第203章 換相(中)(第2/2頁)

見大家都轉身看著自己,張士遜不由額頭冒冷汗,沉吟良久,只好捧笏:“這幾年西府和三司雖然用盡心力,但軍力比之先帝時,還——還是尚有不足——”

蔡齊怒道:“這兩年拔付給軍兵所用,比往年又多兩成,錢糧花了無數,軍力卻還不如以前,西府和三衙在幹什麽?!徐平前兩年在京城多收的錢糧,八成拔付軍需,結果這錢竟然是白白花了嗎?依樞密院的意思,禁軍不能打,非要用他一個文臣?”

張士遜低聲道:“天生良將,帶兵之能實非能夠用錢堆出來的——”

見蔡齊轉頭看向自己,李咨默默搖了搖頭。他在樞密院,主要是裁汰冗濫,革除衙門裏的一些弊病,軍力如何實在不清楚。實際上張士遜又哪裏清楚?軍政之權是歸屬在三衙的,武夫們有皇帝撐腰,向來都不許文臣過問,就連禁軍人事都是由皇帝直接掌控,不管是樞密使還是宰相都插不進手去。張士遜不過是在硬著頭皮說,附和呂夷簡罷了。

真宗時傾盡全國之力,也奈何不了趙繼遷,跟黨項打來打去,最後只能是換來黨項繼續稱臣,實際割據一方罷了。樞密院不要臉了就說現在軍力還不如真宗時,而元昊比他爹強則是人盡皆知,具體怎麽辦,大家商量,反正樞密院沒辦法。

見王曾坐在那裏神色黯然,一言不發,蔡齊再也忍耐不住,騰地站了起來,指著對面的宋綬道:“你也是執政大臣,受國家俸祿,理當心無雜念,為國家盡忠。暗地裏卻攀附朝中重臣,以固己位,只顧著幾個人的私利,不以天下為念,憑什麽坐在政事堂裏!”

宋綬被蔡齊罵得一時愣住,回過神來,心中無名火起,猛地站起。高聲喝問:“攀附什麽重臣?你有話說清楚!大丈夫頂天立地,不要指桑罵槐!我適才所說,哪句不是以國家為念,以天下為念,為了私利?什麽私利!”

蔡齊冷笑:“有什麽不敢說的?我就是說你攀附呂相公,政事堂裏事事都看著呂相公的眼色行事,自己沒一點主見!你敢說不是?沒有呂相公提攜你,你這種小人,怎麽配與我們這些人坐在這裏一起議事?——呸!”

“哎呀,哎呀,蔡齊,你說這些話虧心不虧心?呂相公說得對,我當然支持對的!你說我附和呂相公,你蔡齊還不是事事都看王相公的眼色?你當大家看不到嗎?”

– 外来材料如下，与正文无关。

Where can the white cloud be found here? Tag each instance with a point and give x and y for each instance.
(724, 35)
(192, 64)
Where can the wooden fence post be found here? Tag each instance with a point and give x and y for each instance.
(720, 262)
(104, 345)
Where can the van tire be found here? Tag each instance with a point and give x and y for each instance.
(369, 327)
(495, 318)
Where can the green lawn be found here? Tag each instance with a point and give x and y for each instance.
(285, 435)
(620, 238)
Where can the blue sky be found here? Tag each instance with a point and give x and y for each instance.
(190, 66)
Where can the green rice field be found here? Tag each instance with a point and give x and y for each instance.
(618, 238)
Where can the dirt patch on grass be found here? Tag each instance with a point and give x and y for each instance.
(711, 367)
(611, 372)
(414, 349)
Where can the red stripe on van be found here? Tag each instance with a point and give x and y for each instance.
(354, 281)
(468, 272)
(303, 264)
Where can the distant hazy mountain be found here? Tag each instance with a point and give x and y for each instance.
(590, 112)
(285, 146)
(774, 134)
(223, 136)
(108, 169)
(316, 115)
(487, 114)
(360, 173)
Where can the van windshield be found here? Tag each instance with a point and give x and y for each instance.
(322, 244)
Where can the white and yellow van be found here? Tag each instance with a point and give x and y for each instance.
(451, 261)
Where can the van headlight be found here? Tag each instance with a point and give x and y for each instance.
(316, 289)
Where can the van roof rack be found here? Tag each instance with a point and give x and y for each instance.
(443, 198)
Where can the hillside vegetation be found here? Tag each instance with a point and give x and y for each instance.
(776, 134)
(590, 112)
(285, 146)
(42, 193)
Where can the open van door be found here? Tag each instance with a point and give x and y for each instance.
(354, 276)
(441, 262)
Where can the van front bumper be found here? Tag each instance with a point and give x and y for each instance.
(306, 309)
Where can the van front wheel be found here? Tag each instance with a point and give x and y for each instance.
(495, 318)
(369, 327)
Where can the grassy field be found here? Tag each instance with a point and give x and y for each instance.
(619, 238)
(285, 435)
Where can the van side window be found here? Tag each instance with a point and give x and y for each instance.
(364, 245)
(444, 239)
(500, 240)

見蔡齊和宋綬兩人動了真怒,連禮儀都不顧了,趙禎不由變了臉色。在殿上跟皇帝鬧的時候他見得不少,被人噴唾沫的時候也有,但那都是就事論事。在皇帝的面前議事的時候,公然互相攻擊,這還真是不多見。上回還是範仲淹指責呂夷簡結黨,結果自己因為朋黨被貶出朝廷,這次更進一步,兩位參政互相指責對方結黨。

呂夷簡的心裏咯噔一下,指責他什麽都不怕,但私下結黨這個罪名真當不起。本來皇帝就忌諱這一點,加上丁謂鬧得太大,現在這個罪名誰都怕沾上。見旁邊坐著的王曾面沉似水,好像沒有聽到蔡齊和宋綬兩人的話一樣,呂夷簡的心裏更加覺得不妙。

趙禎重重地咳嗽了一聲,呂夷簡忙站起身來,厲聲對蔡齊和宋綬兩人道:“聖上面前議事,當謹遵臣禮,你們如同村夫一般吵鬧,哪裏還有大臣的樣子?!”

蔡齊冷笑:“呂相公如今一手遮開,我等說什麽都於事無補,再不能圖嘴上痛快,在政事堂裏還不得活活憋死!”

見蔡齊已經豁出去不準備在朝廷裏待了,呂夷簡一時竟對他沒有辦法,只好轉身對一邊的王曾道:“孝先,你我二人為相,如此胡鬧,是要被人笑話的!”

王曾淡淡地道:“蔡參政所言,我覺得甚有道理。既然確有此事,不讓人說話,難道就不會讓人笑話了嗎?坦夫著相了。”